Story of a cloud platform
So I was working on a cloud platform that provided a graphical interface for customers to control their servers and even add/remove servers. There was an auto-upgrade/downgrade background service that decreased/increased each server’s resources based on the load and needs for that server. There was also the billing section that was handling the billing calculations based on a Pay As You Go policy. The problem was that everything should’ve been communicated with another API and then synced with the local database. Even the pricing for all services. So you probably can imagine that if there is a failure in communication, a lot of people can get into a lot of trouble if the failure doesn’t get fixed right away. It gets worse because of the fact that the external API that we had to communicate with is not in our control and nither we have a fast communication way with the developer team on the other side.
Designing the logger system
So in order to be able to fix failures and notice the API changes as soon as possible, we came up with the idea to make some changes to our simple logger service with adding a notification layer and another layer for generating highly detailed descriptions of the problem consist of the input data, the exact time and condition that caused the problem, all the details that could be gathered about the problem and at the end the final output.

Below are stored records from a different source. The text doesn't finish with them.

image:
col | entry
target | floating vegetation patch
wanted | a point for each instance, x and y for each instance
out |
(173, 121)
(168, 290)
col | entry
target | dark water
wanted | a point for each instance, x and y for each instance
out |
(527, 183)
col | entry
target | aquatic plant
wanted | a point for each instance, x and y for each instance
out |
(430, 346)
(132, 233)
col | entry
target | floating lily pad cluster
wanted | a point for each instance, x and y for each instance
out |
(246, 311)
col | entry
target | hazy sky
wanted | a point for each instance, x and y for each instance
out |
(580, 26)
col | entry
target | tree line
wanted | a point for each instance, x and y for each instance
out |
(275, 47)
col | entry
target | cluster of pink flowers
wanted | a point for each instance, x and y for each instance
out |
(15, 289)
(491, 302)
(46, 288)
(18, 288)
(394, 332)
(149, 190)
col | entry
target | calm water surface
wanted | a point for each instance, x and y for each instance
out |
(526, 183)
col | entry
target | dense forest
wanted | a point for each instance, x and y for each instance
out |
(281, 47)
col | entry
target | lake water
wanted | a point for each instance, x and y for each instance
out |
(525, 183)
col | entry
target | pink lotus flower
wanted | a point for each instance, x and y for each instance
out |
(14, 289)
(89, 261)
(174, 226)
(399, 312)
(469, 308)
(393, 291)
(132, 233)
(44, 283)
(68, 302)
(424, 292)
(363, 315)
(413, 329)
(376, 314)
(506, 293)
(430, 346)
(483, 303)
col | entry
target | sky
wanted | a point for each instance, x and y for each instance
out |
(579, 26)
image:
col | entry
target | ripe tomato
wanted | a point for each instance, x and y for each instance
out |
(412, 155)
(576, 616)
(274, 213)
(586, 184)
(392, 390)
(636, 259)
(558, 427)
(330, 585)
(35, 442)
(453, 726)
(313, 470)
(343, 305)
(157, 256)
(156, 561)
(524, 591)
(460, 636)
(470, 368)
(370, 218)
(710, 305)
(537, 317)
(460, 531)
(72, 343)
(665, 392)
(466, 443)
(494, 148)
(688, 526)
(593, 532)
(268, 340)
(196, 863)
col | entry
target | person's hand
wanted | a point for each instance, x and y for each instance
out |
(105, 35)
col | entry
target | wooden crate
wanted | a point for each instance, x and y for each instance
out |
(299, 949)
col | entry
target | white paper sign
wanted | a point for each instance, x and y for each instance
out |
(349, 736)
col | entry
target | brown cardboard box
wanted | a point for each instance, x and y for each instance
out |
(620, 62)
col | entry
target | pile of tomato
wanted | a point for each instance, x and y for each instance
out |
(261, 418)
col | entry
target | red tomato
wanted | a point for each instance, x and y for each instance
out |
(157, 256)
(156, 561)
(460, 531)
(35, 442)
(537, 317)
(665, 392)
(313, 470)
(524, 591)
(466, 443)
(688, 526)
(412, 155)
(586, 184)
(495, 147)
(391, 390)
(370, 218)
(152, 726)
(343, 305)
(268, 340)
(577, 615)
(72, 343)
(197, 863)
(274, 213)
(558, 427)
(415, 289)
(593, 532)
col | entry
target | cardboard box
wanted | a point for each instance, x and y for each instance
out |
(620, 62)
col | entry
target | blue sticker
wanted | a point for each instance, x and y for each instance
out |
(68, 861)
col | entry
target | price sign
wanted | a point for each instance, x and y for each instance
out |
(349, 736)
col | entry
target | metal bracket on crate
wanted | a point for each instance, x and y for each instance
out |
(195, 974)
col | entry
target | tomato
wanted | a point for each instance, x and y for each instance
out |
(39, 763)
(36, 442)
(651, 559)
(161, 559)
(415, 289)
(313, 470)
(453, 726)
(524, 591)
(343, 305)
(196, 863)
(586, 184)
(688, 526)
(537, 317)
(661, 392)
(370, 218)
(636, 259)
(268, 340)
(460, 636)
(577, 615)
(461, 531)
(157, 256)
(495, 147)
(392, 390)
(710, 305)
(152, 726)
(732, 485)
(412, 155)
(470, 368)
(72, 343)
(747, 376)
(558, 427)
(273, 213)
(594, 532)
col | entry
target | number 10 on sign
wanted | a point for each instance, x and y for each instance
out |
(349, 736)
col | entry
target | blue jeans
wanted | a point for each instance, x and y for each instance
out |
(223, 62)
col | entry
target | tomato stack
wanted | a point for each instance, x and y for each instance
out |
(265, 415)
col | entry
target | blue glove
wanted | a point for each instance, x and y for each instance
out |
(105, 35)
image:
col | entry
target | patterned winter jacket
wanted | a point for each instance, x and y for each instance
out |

In the notification layer, we added a list of errors and exceptions that are important for us and we need to get a notification if any of those happened. But most importantly, we had to be notified if errors that we didn’t specify occurred. And if you think about it, they matter the most because when you know some sort of errors might happen, you try as hard as you can to avoid them or at least have some routines that stop the error to cause any damage or much damage to the system and the business.
Performance optimizations
Generating highly detailed logs and sending notifications can use a lot of resources which is costly and can cause the main services to go slow or even crash if you don’t separate the logger service which doing that has some other risks itself and generating a whole bunch of new problems to figure out a solution for. What we ended up doing was finding the best balance that could optimize the use of resources and at the same time, generate the detailed logs where we needed them. There is no point to generate detailed logs for outputs that are completely anticipated so we filtered them out to a more simple logger system.
Conclusion
You won’t always need such a detailed logging service because you won’t often work on a service that is depended on an external API for highly sensitive operations that can affect the billing system directly. And keep in mind that a cloud platform that provides the basic infrastructures needed for other businesses and can affect them directly is way more error sensitive than other kinds of platforms. And of course, having a good logging service alone can’t really solve your problems. You need to have routines that get triggered when an error happens and avoid the error to cause any serious damage. A logging system is there just because we can’t really anticipate everything and expect no one to make a mistake, not to give us a reason to not spend enough time implementing measures for when an error happens. We all hate getting a notification in the middle of the night or in a party telling us we or someone else screwed up or made some changes that broke some of our stuff. So let’s be smart about it and avoid them by doing things as good as we can in the first place.